I hang reminders around myself like flags. They flutter, draw my attention, pull me back on track when I’ve forgotten the goals for the day. During college, I wrote You can’t take the sky from me on my wrist so many times that my friends could recognize the pattern of the letters before they were close enough to read it. Mēden Phobou - the Ancient Greek command to NOT panic – got me through finals freshman year.
Molōn Labe - the Spartan army’s challenge to “come and take it” – fueled me through most of my senior year. And yes, every time I looked at it, I did feel like storming a few battle fields and robbing the day blind. Forget I came, I saw, I conquered. Those days were I came, I saw, I took it for all it was worth.
It was good to keep these reminders so close. It still is. It’s good to be able to look down and find them waiting to push me toward what I want or need, to be able to change those reminders with the day. It’s good to bounce off something other than the confines of my own skull.
I’m pretty sure I used the same doodle-reminder thought process when I came up with the title for this blog. I don’t even remember thinking of it as title, just something that was going to be at the top of the page every time I started writing something. Like the cryptic Life’s a Fish that I habitually wrote in at the top of my school papers. I think I even considered using Life’s a Fish, then couldn’t figure out how to succinctly explain to an audience how that could mean Life is difficult and wonderful and my siblings are amazing and come up with crazy things around the midnight hour. So I thought a little longer. I thought about what I wanted to type into the browser every day. I thought about what I wanted to bounce off of and what I wanted to be dragged back to when I wandered too far.

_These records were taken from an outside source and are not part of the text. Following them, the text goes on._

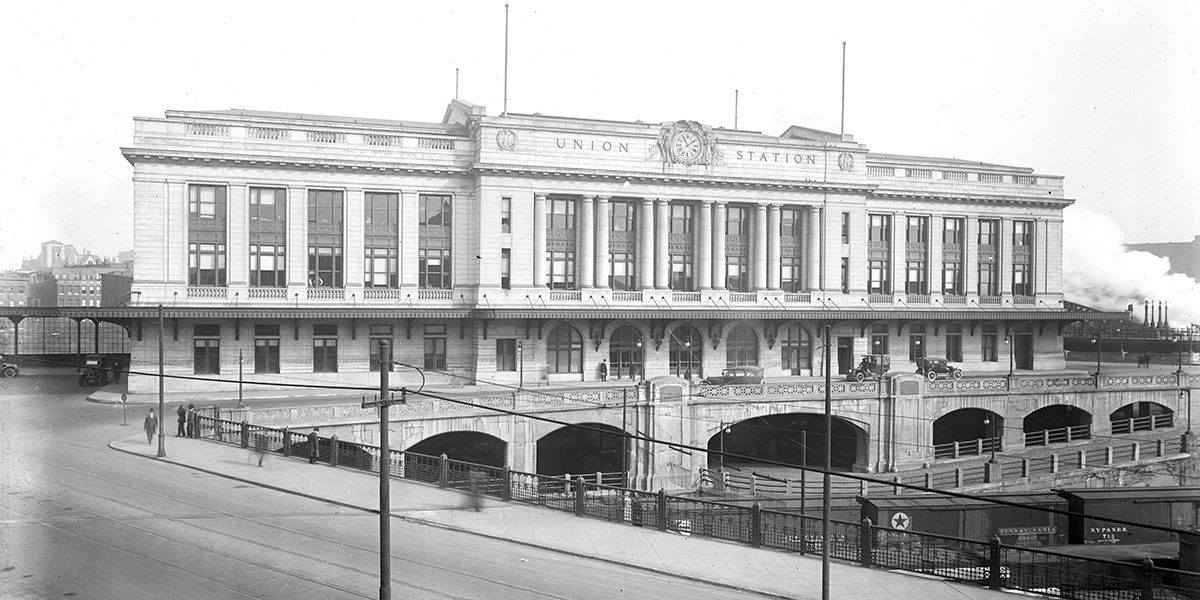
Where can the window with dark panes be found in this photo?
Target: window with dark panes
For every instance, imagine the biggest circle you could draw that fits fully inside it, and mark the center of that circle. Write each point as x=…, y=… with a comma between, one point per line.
x=207, y=349
x=376, y=334
x=436, y=347
x=324, y=348
x=267, y=348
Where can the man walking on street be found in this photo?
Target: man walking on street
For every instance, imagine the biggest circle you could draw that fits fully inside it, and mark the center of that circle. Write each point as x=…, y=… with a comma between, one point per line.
x=150, y=425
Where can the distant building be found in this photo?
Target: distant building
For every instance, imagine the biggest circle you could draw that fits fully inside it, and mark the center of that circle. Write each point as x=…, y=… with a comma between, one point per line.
x=1185, y=256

We are all apprentices in a craft where no one ever becomes a master.
~ Ernest Hemingway
I’d known and liked the quote for several years. As the owner of an English degree, I knew quoting Hemingway couldn’t hurt my street cred. And besides, there were so many reminders that I wanted wrapped up in a few words.
I wanted to be reminded that writing was a craft, not a talent. No one is born with a silver tongue, they learn to form words, learn to order them on a page. As much as I feel natural in the sensation of pen-in-hand, ink-on-paper, I am only as good as the hours I practice. I wanted to tell myself that this was going to ache. Guitar players crack their fingers against the strings before they get the calluses they need to play something beautiful. Athletes tear their muscles apart and rebuild them to run faster, push harder, reach higher. Writing is no different.

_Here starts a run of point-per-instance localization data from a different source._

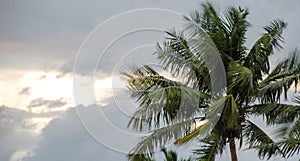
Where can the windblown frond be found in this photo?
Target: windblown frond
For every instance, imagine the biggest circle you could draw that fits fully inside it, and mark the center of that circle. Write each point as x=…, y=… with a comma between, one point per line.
x=276, y=113
x=258, y=58
x=209, y=148
x=280, y=80
x=161, y=100
x=259, y=140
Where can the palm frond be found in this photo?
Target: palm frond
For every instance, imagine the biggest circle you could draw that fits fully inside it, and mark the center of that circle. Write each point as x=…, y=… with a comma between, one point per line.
x=176, y=56
x=276, y=113
x=290, y=144
x=159, y=137
x=161, y=100
x=280, y=80
x=209, y=148
x=236, y=24
x=258, y=58
x=240, y=82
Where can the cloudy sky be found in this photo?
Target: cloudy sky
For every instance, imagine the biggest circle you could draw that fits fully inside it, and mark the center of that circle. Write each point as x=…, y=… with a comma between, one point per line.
x=41, y=41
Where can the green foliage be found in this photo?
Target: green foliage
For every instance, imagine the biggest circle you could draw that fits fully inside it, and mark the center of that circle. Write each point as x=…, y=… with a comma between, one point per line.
x=172, y=108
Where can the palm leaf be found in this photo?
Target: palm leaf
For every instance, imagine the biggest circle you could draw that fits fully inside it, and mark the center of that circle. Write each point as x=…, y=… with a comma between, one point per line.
x=258, y=58
x=259, y=140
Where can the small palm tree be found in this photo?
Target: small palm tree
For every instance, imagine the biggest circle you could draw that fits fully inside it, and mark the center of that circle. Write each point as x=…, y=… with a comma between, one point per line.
x=171, y=107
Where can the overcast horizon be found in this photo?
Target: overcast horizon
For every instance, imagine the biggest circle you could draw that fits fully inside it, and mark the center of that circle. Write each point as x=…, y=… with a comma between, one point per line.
x=52, y=111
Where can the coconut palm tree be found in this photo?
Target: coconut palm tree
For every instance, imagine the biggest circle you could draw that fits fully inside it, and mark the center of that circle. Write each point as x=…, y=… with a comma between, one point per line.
x=172, y=108
x=288, y=132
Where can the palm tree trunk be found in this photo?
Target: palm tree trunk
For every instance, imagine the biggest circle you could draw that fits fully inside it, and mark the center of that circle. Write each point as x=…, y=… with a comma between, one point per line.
x=232, y=149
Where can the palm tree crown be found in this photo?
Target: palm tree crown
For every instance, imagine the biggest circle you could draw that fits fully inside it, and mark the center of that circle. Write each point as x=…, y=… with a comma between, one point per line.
x=170, y=107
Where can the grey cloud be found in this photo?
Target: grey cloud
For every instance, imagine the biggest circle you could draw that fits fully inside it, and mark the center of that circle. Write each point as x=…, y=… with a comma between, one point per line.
x=65, y=139
x=16, y=132
x=48, y=103
x=25, y=91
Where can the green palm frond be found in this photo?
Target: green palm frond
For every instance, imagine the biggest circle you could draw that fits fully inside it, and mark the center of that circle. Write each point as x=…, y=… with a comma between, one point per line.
x=236, y=24
x=159, y=137
x=161, y=100
x=280, y=80
x=215, y=110
x=175, y=55
x=290, y=144
x=240, y=78
x=276, y=113
x=258, y=58
x=257, y=139
x=209, y=148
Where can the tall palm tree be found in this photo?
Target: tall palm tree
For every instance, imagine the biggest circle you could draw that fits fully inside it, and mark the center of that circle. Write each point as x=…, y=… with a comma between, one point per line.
x=171, y=108
x=288, y=132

I wanted to be reminded that there are no limits. I am an apprentice and when I finish whatever lesson I am on now, I will receive a new one. I will never be a master, will never be able to check off every box and say I’m finished. No matter how good I become, there is always something more to learn. No matter how good I become, there is always another piece of shine to reach for. The sky is not the limit. There is no edge to this universe of sight and sound and sensation. There is no expectation to settle down, just an endless, marvelous journey.
I also wanted it to make people curious and to be easy to remember. I wanted to make it easy for someone to search the internet and turn up at my front door.
And all of that was bound up in a few seconds of thought where the only conscious, coherent statement was, “I just want to write.” (Yes, you should be reading that with a desperate, dramatic breath.)
Welcome to my blog, where I throw things out on whims and build arguments for their inspiration and philosophies later. Isn’t that what apprentices do?


sarahneeve
/ February 13, 2013Never a truer word said. ;)
apprenticenevermaster
/ February 27, 2013:D Thanks!
rarasaur
/ February 13, 2013:) From beginning to end, from hand-doodling to the universes’-edge, I loved this post. :)
apprenticenevermaster
/ February 27, 2013I’m really happy to hear that. I was actually kind of nervous about this one. I guess I’m not used to posting more personal things on this blog.